13.–14. Jahrhundert
Konzil von Oxford
1222·Oxford
Die Bilanz wird genau so wiedergegeben, wie die Quelle sie nennt — nie gerundet, nie mit einer anderen addiert. Die Bilanzen überschneiden sich von Ereignis zu Ereignis.
das in England auferlegte Erkennungszeichen; Prozess und Scheiterhaufen eines zum Judaismus konvertierten Diakons
Das Provinzialkonzil von Oxford, einberufen von Erzbischof Étienne Langton, überträgt die Kanones des Lateran nach England: das Tragen eines Erkennungszeichens, das Verbot des Baus neuer Synagogen, das Verbot für Christen, in jüdischen Häusern zu dienen und ihnen Lebensmittel zu verkaufen.

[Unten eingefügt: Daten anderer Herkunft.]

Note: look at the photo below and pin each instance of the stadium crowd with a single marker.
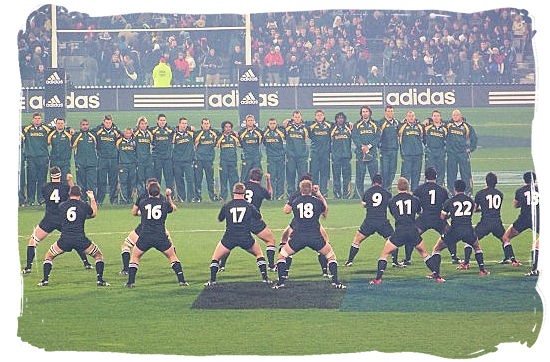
(346, 46)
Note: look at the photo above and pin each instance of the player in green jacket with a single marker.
(107, 154)
(85, 158)
(435, 135)
(411, 135)
(273, 139)
(319, 165)
(205, 144)
(461, 142)
(341, 157)
(144, 139)
(228, 143)
(365, 135)
(183, 156)
(61, 148)
(389, 145)
(36, 153)
(127, 161)
(297, 153)
(162, 152)
(250, 140)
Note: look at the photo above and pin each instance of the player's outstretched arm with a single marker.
(93, 204)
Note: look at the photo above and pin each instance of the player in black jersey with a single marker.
(240, 217)
(288, 230)
(306, 232)
(255, 194)
(489, 202)
(404, 208)
(432, 196)
(460, 209)
(74, 213)
(133, 236)
(527, 199)
(154, 210)
(54, 193)
(375, 200)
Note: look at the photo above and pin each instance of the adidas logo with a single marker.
(249, 99)
(55, 102)
(54, 78)
(249, 76)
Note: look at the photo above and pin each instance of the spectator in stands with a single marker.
(162, 74)
(273, 62)
(211, 65)
(181, 70)
(293, 71)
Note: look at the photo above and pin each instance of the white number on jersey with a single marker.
(376, 199)
(494, 201)
(71, 213)
(532, 199)
(55, 196)
(306, 210)
(153, 212)
(238, 214)
(463, 208)
(248, 195)
(401, 205)
(432, 197)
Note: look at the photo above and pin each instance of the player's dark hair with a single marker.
(226, 122)
(306, 176)
(256, 174)
(491, 180)
(529, 177)
(340, 114)
(153, 189)
(460, 186)
(377, 179)
(239, 188)
(430, 173)
(364, 107)
(75, 191)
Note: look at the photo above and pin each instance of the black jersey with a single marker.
(404, 208)
(528, 198)
(256, 194)
(461, 208)
(307, 210)
(376, 199)
(489, 201)
(54, 193)
(239, 217)
(73, 215)
(154, 211)
(432, 197)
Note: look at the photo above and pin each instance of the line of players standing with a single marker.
(106, 156)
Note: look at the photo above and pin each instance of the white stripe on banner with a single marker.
(171, 105)
(174, 96)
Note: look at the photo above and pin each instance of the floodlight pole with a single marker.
(54, 36)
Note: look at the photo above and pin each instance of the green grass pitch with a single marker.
(405, 313)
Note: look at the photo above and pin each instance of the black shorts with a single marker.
(146, 242)
(405, 235)
(257, 226)
(524, 223)
(298, 242)
(245, 244)
(459, 233)
(382, 227)
(486, 227)
(78, 243)
(49, 224)
(427, 222)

Dieselbe Versammlung urteilt über einen Diakon, der das Christentum zugunsten des Judentums verlassen und eine jüdische Frau geheiratet hatte. Vom Konzil degradiert, wird er dem weltlichen Arm übergeben und verbrannt — der erste in England belegte Scheiterhaufen aus Glaubensgründen. Der Fall diente lange als Warnung: die Konversion zum Judentum, nirgendwo geduldet, galt als das schlimmste religiöse Vergehen.
- Zeitraum :
- 13.–14. Jahrhundert
- Art :
- Prozesse und Hinrichtungen
- Region :
- Westeuropa
- Land :
- Royaume-Uni
Frederick Maitland, « The Deacon and the Jewess » ; *Councils and Synods*, volume II ; Cecil Roth, *A History of the Jews in England*.